‘I worked on a farm, milked cows & slept on the gym floor’: UFC’s Maryna Moroz on early career hardships
UFC starlet Maryna Moroz has detailed the hardship she faced in reaching the highs of professional MMA, including menial farmwork as a 10-year-old in her native Ukraine that saw her milk cows and sleep on gym floors.
Twenty-eight-year-old Moroz made her UFC bow in 2015 and currently has a 5-3 record with the promotion, but her road to the big time began far away from the bright lights of the octagon.
The strawweight hails from the tiny village of Vilnohirsk in Eastern Ukraine around 400km from the capital Kiev, where she undertook farm work as a young girl and was forced to live in the pantry in a gym where she slept on the floor.
In a heartfelt post on her Instagram account, Moroz bemoaned mistreatment and a lack of support in her home country for her career, and credited ability to find strength with helping her manage to achieve her “dream” of making it as a pro fighter.
“Many do not know about my hard life before UFC and what I had to go through when I got to UFC. I show only the best on my instagram,” she wrote.
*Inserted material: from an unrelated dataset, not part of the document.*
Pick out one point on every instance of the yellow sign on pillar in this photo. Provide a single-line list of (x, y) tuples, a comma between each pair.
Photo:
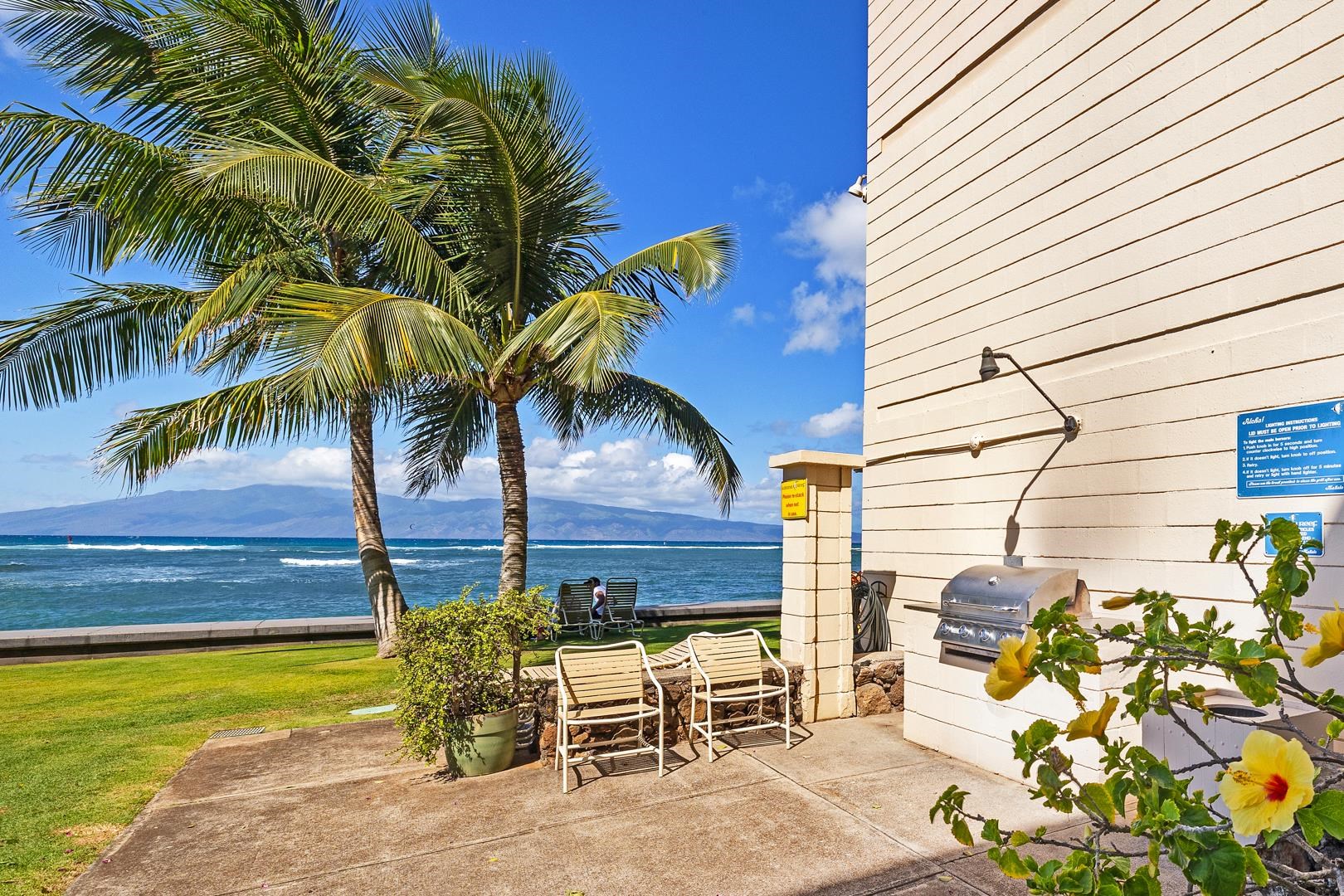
[(793, 499)]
“For 8 fights in UFC I never got interviewed in Ukraine, I didn’t have sponsorship! I am the only girl from Ukraine in UFC. I worked hard all the time. Many people lied to me, used me. I even had to live in the pantry in the gym and sleep on the floor, I was so prepared for fights.
“The hardest thing then l was 10 years [old] I worked on a farm. I milked cows, worked in the garden, unloaded the car with grain ..... but I had a dream, I wanted to get into professional sports. you ask how it is possible to work and train?!. it was hard but I found strength! Want to continue the story?”
Moroz's last outing was on the undercard of the Kevin Lee versus Charles Oliveira on March 14, where she claimed a decision victory over local fighter Mayra Bueno Silva in the Brazilian capital of Brasilia. Nicknamed ‘Iron Lady’, Moroz also moonlights as a coach for the Ukrainian national boxing team.